Talk about a dinner party from hell.
“Come on, Mary. I’m sure you remember how this all works. No one in this house is going to do anything to go against the boss. We’re mafia, not animals,” I remind her.
“You do know that you’re all a bunch of assholes, right?” Esther looks at the four of us left at the table. “I don’t know how much you’re paying these women to be your wives, ?cause they actually seem normal, nice… But you guys? Assholes ,” she says before walking out the same doors Vin just exited.
“She’s got quite the mouth on her. She get that from you?” I ask Tommy.
“She’s… adjusting,” he says.
“Yeah. Guess it’s not every day you find out your mother had a whole other family before you.” I lift a shoulder, picking up my glass of whiskey.
“Well, I like her,” Daisy says. “Anyone who calls you four out for being assholes has my vote.”
“What about Vin?” I ask her. “She didn’t call him out.”
“Vin’s not an asshole,” Daisy tells me.
“Babe, seriously? I’m not an asshole,” Gabe says to his wife.
Zoe mutters something in Russian, and I look over at her. “Care to tell the group?”

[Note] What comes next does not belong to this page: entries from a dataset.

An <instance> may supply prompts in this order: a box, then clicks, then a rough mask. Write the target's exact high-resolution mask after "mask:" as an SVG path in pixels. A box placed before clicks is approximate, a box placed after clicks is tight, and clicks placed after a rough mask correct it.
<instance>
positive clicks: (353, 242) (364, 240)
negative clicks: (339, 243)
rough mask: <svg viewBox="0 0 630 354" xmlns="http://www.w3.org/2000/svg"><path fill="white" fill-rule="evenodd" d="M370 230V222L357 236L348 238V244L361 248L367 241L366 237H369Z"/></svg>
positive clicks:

“She said we’re all assholes, but also the best brothers she could ask for,” Gabe answers for her.
“Actually, I said: Even though you’re assholes, I wouldn’t want any of you to change. ” Zoe smiles. She’s usually the quiet one.
“You have all grown into wonderful men,” Mary whispers.
“No thanks to you.” I lift my glass to her.
“I know,” she tells me.
“You keep looking at my husband like you’re just waiting for him to get up and hurt you,” Ellie says. “Gio would never hurt a woman.”
“I don’t… It’s not that. It’s not you, Gio. It’s just…”
“I get it. The old man fucked you up. Newsflash: he fucked all of us up ,” Gio grunts.
“I should go check on Esther,” Tommy says.
“She’s outside with Vin. She’s fine,” I tell him.
“She’s my daughter and in a strange place full of strange men,” he replies.
“Men who would take a bullet for her,” I remind him.
“Right… because you said so? And you’ve never had anyone betray you before?” he asks.
“No,” Gio says confidently.
“Sure,” Tommy mutters under his breath.
“Okay, how about dessert?” Aria asks. “It really is the best part of the meal.”